Successful manufacturers realise they must be forward-thinking and can no longer just simply react to negative external factors. According to research from Deloitte on the future of the finance function, 63% of CFOs from manufacturing organisations believe their role will shift to focus on analysis, prediction and decision support. Manufacturers don’t have a crystal ball to predict the future but can use data to minimise the impact of negative incidents that may occur. Business leaders can stress test each part of their business against potential negative influences or specific scenarios through the use of predictive analytical technology and crisis scenario simulation, where data can be manipulated in real-time to test how specific parts of the business will react to adversity and how their business as a whole will perform. The use of data in this way enables business leaders to identify potential weak links in the manufacturing supply chain and make appropriate changes. Business planning with data at the heart gives leaders confidence that they are taking the business in the right direction, as decision-making is made robust by the ability to stress test each decision.

A digital transformation will not only allow manufacturers to have correct procedures in place to negate many of the issues a turbulent future can pose, but also provides great benefits for their present performance. From data analysis to strategic planning, manufacturers understand the importance of allowing digital transformation into their company’s processes, and the consequent positive knock on effect on customer relationships and sales.

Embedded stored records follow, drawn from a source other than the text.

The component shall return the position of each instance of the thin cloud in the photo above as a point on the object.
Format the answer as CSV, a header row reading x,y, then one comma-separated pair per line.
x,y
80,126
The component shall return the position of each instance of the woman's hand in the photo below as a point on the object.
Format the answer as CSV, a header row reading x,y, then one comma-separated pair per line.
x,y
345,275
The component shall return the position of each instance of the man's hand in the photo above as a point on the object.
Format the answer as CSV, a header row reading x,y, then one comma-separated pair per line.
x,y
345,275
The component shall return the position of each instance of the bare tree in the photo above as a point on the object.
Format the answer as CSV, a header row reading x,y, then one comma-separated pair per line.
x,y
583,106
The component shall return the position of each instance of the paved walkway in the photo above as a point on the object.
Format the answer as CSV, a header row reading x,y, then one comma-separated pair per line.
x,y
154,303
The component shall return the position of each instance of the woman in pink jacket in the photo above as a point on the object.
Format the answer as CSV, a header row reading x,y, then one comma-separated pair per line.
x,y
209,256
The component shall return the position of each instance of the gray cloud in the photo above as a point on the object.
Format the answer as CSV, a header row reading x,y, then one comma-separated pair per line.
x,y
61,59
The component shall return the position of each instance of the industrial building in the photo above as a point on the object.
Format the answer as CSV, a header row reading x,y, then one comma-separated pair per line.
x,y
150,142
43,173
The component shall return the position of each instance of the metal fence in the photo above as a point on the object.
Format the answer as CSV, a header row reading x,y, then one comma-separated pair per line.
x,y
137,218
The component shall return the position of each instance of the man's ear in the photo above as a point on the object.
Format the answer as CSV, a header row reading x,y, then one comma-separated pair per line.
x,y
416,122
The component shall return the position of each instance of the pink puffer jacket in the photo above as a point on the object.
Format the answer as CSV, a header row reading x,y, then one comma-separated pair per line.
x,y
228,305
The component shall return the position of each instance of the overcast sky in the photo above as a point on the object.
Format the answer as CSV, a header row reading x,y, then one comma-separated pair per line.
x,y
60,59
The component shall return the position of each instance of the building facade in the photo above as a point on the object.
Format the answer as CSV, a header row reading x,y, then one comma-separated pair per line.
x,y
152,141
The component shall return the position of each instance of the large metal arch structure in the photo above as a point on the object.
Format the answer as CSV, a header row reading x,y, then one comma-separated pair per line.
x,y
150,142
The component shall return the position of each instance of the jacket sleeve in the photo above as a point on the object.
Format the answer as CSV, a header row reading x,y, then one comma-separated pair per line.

The Annual Manufacturing Report 2020 reveals 86% of manufacturers say they are ready to invest in new digital technologies to boost their competitive position. Big data at the fingertips of bosses provides readily available insights into all facets of the business in real-time and not hidden on a spreadsheet for future reference. Data greatly enhances performance management, allowing for accurate analysis of profitability whilst also improving budgeting and forecasting. Efficiency is also drastically improved in a business where performance is reviewed constantly and data directly informs decision-making.

Digital insights into the customer relationship enable manufacturers to improve customer experiences through value-added services. As well as improving current customer relationships, digital transformation offers the opportunity to expand the customer base, with 81% of manufacturers believing that digital technology will enable them to open new markets and find new customers [Annual Manufacturing Report 2020].

There is a consensus in the industry that the government should incentivise investment in technology due to the huge benefits that the uptake of digital tools has on the growth of firms and the subsequent boost to the industry, and economy, that the UK vitally requires. The Annual Manufacturing Report 2020 shows 92% of respondents say the government needs to incentivise long term investment in digital technologies, and the supply of patient capital, if the UK is to remain competitive. Particular attention needs to be paid to smaller manufacturers that make up the majority of the UK manufacturing industry. These firms recognise the importance of digital transformation but may have their own limitations regarding price and process.

Well-informed decision-making and the ability to confidently future proof are huge benefits provided by integrating data. There is an incredible number of positives that digital transformation grants to many areas of manufacturing, from supply chain optimisation to financial consolidation. The UK’s success as a manufacturing nation will not just be decided by the willingness of the adoption of digital transformation but will be informed by how the various players, such as government, solutions providers, advisory services and manufacturers themselves, iron out the barriers that still remain.